One bank was an outlier this year by increasing structured equity activity even as market issuance fell. For taking leadership roles on ambitious fundraisings and tripling its market share, Goldman Sachs is IFR’s Americas Structured Equity House of the Year.
Equity-linked transactions were low on the list of preferred funding options again this year. But even though issuance fell in the awards period to an almost two-decade low – US$22.1bn versus US$34.7bn in the previous year – Goldman Sachs cemented its leadership in the asset class.
It was a bookrunner on 14 deals (for an almost 15% market share) and lead left on 10 of those, including significant trades for Great Plains Energy, Hess and Chesapeake Energy. Goldman went on to achieve a 10 percentage point market-share gain.
Goldman led deals in every active sector during the year, but it was through lead-left roles for recapitalisation and M&A on behalf of natural resources companies that the team was able to flex its muscles.
A US$2.5bn dual-tranche offering as part of the financing for Great Plains’ pending US$12.2bn acquisition of rival utility Westar pushed the envelope with a US$7.3bn cash component to finance, versus a US$4.8bn market cap.
The bank extended an US$8bn bridge loan and helped secure US$750m from Ontario Municipal Employees Retirement System in the form of a mandatory convertible preferred.
The remaining US$6.75bn cash would need to be raised (ex-OMERS) with US$2.35bn of equity/equity-linked and US$4.4bn of debt.
As the process unfolded, Great Plains CFO Kevin Bryant was holding daily calls with Charles Park, a managing director in ECM.
“Chuck was my best friend for two months,” Bryant said. When Bryant wondered if they could get all the equity done in one transaction – which would make it the largest overnight transaction and largest major fundraising by percentage of market capitalisation ever in the sector – Park told him: “Yes we can.”

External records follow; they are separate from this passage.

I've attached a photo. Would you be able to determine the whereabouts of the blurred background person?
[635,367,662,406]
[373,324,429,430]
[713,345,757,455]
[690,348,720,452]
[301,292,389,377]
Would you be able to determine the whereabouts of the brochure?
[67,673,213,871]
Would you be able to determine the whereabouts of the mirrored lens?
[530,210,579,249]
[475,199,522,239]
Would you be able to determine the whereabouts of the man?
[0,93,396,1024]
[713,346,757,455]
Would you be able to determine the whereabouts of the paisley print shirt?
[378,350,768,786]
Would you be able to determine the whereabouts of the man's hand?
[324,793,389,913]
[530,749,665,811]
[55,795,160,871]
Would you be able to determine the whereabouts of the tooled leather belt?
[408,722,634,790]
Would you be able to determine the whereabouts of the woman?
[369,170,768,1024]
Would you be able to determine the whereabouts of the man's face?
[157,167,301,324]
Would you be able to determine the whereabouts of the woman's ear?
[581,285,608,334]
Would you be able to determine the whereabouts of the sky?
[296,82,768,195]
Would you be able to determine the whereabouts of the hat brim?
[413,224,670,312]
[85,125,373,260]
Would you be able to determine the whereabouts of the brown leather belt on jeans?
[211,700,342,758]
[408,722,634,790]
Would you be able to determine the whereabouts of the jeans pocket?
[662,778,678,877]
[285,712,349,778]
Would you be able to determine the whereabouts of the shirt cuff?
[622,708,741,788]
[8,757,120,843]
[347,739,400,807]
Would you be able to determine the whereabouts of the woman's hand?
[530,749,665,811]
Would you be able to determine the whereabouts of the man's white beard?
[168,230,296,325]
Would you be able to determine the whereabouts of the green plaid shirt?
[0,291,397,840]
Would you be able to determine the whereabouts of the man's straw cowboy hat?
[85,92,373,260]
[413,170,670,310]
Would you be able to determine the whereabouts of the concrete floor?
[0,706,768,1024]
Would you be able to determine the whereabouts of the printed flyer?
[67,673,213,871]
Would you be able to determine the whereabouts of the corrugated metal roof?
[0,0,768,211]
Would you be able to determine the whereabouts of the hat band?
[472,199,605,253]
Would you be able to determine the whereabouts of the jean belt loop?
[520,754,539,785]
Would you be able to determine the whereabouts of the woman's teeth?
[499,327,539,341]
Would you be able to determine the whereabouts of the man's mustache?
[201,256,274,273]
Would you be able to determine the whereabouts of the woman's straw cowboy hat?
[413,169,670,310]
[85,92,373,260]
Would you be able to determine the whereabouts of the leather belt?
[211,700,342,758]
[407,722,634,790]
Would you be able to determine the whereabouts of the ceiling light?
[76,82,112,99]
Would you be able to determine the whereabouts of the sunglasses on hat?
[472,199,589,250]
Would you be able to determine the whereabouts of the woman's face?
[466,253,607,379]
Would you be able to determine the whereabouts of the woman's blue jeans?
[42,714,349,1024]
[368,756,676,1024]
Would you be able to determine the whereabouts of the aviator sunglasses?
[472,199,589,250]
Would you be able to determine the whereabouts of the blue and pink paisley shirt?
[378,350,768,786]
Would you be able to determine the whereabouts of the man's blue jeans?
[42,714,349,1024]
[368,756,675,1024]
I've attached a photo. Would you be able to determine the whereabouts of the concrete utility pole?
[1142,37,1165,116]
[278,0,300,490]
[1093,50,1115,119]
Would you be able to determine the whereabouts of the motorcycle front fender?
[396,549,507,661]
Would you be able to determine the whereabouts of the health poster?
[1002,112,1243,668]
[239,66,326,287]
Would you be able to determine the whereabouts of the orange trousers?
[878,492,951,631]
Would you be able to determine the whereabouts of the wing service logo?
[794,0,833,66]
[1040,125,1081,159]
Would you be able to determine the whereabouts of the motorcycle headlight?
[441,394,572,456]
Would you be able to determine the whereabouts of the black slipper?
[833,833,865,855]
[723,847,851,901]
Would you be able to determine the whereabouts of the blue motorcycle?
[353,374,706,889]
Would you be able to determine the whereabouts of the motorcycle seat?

In September, a peak for utility stocks and well ahead of the acquisition closing, Goldman Sachs confidentially marketed a US$2.15bn, two-part equity and mandatory raise. The overnight execution culminated in the placement of shares representing 40 days’ trading at just a 2.6% discount. The mandatory secured a 20% premium to the equity leg, with a 7% coupon. The greenshoes pushed the combined size to US$2.5bn.
The mandatory was an important tool in the sector, which was also employed on NextEra’s US$1.5bn issue – won by Goldman Sachs in an auction – and when Hess was looking to maximise equity credit while limiting equity dilution.
Goldman Sachs helped devise the first deal of its kind for Hess: a mandatory convertible preferred (100% equity credit) that included a call spread.
The addition of the capped call meant investors bought 8% paper with a 17.5% conversion premium, but Hess was able to raise the premium to 37.5% and potentially reduce equity dilution to below the minimum shares on the mandatory.
Only after the transaction was shown to select investors were other investment banks invited to participate on an overnight marketing.
The capped call, unprecedented on MCPs because of the high equity content, helped mitigate any equity flow back because purchases of the underlying by counterparties to hedge their risk offset selling by hedge funds purchasing the bonds. Marketing also targeted Hess shareholders to reduce pressure on the stock.
Chesapeake Energy’s US$1.25bn 10-year CB saw Goldman again working alone. The deal followed a series of liability management exercises that the embattled natural gas producer had conducted earlier in the year. In addition to a 10-year tenor, the security was subordinate to some US$8.5bn of debt.
It was also provisionally callable beginning in 2019 to provide the issuer with flexibility, but robbing investors of potential value.
“Goldman Sachs were pitching us on a convertible note, unsecured, which we have not seen for some time in this space,” said Patrick Heringer, assistant treasurer of Chesapeake Energy. “It’s essentially the way to issue equity at premium in the form of a bond at a lower coupon.”
Adding even more complexity were simultaneous negotiations with holders of existing convertibles – whose coupons were in arrears – on an exchange into equity.
“Chesapeake had been chipping away at various components of the capital structure,” said Bennett Schachter, managing director, structured equity. “The convertible really loosened the noose that was hanging around the company’s neck.”
In the end a US$1.1bn CB was priced at a 5.5% coupon and 40% conversion premium, through price talk (5.75%–6.25% and 37.5%–42.5%) and an increase from the US$850m initially targeted. The overallotment pushed the overall size to US$1.25bn.